Eventually, our old man Cisco, the discarded breeder dog, passed away from old age. We were now down to four dogs. One of our cats passed away and we were down to four dogs and two cats. I made arrangements to "foster fail" a puppy and after hammering Scott with my pleas, he gave up saying "no." Something was different because he didn't fall in love with the puppy. I ended up backing out and felt like crap. I saw that as compromising and giving in although I complained about it a lot and how much I wanted another dog. Scott finally blew his top, revealing that he felt disrespected, unheard, walked on and placed behind the dogs in the order of importance in the house. I asked him why he said "yes" each time and he told me that he felt he had no choice and that a happy wife meant a happy life but he couldn't take it anymore. I grew resentful because after all, he knew I loved animals when he met me.

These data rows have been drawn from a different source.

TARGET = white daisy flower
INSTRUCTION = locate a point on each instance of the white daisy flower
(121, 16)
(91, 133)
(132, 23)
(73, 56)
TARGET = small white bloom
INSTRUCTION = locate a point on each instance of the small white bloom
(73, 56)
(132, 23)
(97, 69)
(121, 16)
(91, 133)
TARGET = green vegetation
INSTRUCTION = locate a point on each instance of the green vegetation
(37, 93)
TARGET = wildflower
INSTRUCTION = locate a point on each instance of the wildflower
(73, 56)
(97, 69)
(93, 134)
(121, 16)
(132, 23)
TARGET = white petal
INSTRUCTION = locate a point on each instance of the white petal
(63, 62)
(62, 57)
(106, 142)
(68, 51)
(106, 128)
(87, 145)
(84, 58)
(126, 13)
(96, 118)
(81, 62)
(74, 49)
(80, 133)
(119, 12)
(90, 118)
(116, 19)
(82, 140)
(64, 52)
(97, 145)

I became so resentful I tried to picture myself living alone with the animals and wondered who would help me with their care. I love Scott and didn't want to leave and didn't want him to leave me. I stopped, thought about it and finally realized that sneaking dogs into the house in a cutesy way did not make it cute or okay.
Adopting animals must be a partnership and both parties must be included in the decision. A little cajoling is okay but if one party is adamantly against it, problems will arise. Scott wasn't asking me to give up our animals; he was asking for a reprieve from me begging him for more. He needed me to stop showing him posts of dogs on Facebook and complaining how all of my other friends' husbands let them bring animals home without complaining. I didn't really know that, but it made for good defense. Once we started talking about it, Scott revealed that he was hurt that I didn't take his opinions about it into consideration and that he didn't even get to be part of the decision since I already made it.

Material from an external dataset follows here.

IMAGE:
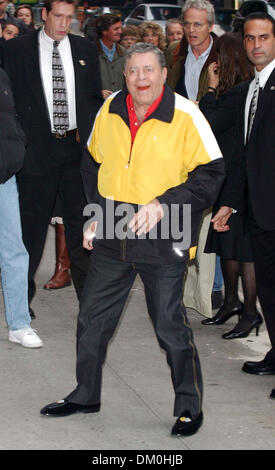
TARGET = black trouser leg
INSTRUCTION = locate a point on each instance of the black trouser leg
(263, 245)
(164, 292)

Once I took a step back from spiraling into a potential hoarder with no concern for anything but having another animal, our relationship improved.

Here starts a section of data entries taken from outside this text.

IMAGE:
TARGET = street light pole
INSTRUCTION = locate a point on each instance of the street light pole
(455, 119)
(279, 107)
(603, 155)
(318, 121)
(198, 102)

Last year I lost one of the two dogs I had when I met Scott, to old age. Scott spotted a dog being shared online and told me to go get her. That's how Maggie joined us. He named her and he accepted her, just as he had the other animals but with time to mentally prepare for her.
We are currently at four dogs and two cats. I still long for another dog and I still show Scott all the cute dogs being shared on Facebook. Then I see that look on his face that I failed to recognize before and I know I must take his feelings into consideration.
Relationships can crumble over a lack of agreement over furniture, children, hobbies and yes, animals. Before sneaking that adorable rescue into the house, check in with your partner. Really check in with your partner. It truly has to be a mutual decision or the next meme you post will be that cute one about choosing your dog over your spouse. My husband loves our animals unconditionally and they love him back. I totally accept that he doesn't want me to bring another dog home. For now.